Sudden infant death syndrome (SIDS) is defined as the sudden death of an infant less than 1 year of age that remains unexplained after a complete autopsy and death scene investigation (1). Typically, SIDS is associated with a sleep period and with risk factors in the sleep environment — for example, prone/face-down sleep, bed sharing, soft bedding, and over-bundling (2-4). Despite national safe sleep campaigns, SIDS remains the leading cause of post-neonatal infant mortality in the United States, with an overall rate of 0.40 SIDS deaths per 1,000 live births (5).
SIDS is a complex heterogeneous disorder that presents in seemingly healthy infants as death — sudden and unexplained. For the family, it comes without warning, devastating all of those in and surrounding the family. For the medical examiner, it comes with the challenge of distinguishing the SIDS death from other sudden and unexpected deaths in infancy, those associated with accidental asphyxia (e.g. accidental suffocation while bed sharing), unidentified infection, or trauma. An ultimate goal in SIDS research is to identify specific biomarkers of SIDS risk which can be used to prevent a SIDS death from occurring (via successful intervention), thus alleviating the burden to the family; or, if the death does occur, to identify a readily accessible biomarker of SIDS death, thus alleviating the burden of the medical examiner adjudicating the death.
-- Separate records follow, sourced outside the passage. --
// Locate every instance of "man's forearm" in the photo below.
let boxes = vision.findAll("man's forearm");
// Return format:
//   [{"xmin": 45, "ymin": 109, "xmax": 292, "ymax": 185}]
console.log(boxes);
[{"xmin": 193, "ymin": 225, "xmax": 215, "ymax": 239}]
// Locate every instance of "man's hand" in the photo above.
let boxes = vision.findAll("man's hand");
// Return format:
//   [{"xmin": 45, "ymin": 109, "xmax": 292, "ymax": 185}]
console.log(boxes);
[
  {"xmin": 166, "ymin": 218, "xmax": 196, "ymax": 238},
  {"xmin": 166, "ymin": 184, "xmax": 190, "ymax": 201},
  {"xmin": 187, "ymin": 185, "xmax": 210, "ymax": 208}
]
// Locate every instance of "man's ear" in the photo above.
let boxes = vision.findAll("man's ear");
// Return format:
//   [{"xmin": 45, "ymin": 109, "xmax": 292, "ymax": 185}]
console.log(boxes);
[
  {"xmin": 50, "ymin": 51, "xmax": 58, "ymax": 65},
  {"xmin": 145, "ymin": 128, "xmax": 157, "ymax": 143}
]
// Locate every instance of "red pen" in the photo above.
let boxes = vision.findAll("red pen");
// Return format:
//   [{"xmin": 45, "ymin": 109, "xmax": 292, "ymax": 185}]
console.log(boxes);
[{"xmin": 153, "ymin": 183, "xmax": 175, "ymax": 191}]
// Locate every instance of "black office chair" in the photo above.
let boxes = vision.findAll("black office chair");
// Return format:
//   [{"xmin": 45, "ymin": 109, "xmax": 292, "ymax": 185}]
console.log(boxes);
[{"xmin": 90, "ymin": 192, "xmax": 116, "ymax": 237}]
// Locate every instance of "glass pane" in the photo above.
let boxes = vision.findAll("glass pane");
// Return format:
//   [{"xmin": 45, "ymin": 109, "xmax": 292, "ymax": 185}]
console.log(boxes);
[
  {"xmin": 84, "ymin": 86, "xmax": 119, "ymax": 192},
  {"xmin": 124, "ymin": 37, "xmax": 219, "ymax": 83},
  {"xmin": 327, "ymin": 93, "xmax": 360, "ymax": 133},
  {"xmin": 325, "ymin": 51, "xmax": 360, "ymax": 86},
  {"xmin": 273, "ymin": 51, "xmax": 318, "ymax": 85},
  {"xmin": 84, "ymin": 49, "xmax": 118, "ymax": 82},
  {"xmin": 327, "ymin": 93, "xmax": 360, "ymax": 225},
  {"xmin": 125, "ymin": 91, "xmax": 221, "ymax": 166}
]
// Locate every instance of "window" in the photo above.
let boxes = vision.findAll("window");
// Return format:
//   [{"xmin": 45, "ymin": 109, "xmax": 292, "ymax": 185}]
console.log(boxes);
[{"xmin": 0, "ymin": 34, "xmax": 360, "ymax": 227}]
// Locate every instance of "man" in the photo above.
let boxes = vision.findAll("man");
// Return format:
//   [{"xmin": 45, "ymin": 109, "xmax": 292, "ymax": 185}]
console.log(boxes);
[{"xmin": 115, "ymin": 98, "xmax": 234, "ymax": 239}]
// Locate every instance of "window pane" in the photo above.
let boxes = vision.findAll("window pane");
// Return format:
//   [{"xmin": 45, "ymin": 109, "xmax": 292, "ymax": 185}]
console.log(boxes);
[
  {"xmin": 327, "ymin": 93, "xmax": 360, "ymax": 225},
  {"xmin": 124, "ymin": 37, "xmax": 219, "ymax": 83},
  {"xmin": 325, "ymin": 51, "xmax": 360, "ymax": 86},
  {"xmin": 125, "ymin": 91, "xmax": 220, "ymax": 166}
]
In this chapter we will address the concept of biomarkers of SIDS, biomarkers of a SIDS death, and biomarkers of SIDS risk.
Biomarkers, defined as objective indicators of a pathologic process, medical condition, or medical state, can be presented in many different forms or types of measurements. They can be biochemical biomarkers with a distinct signature of a single metabolite or group of metabolites specific to a disease process, genomic biomarkers defined as a DNA or RNA characteristic associated with a pathogenic process, or biomarkers which utilize physiological tests (e.g. heart rate and blood pressure) to identify or predict a disease state or disease risk. There have been several studies reporting physiological biomarkers (apnea, cardiac rate abnormalities, and arousal deficits) in infants who subsequently died of SIDS (6-10). Likewise, there have been genetic studies reporting on the potential association of genetic alterations with SIDS death (11-25).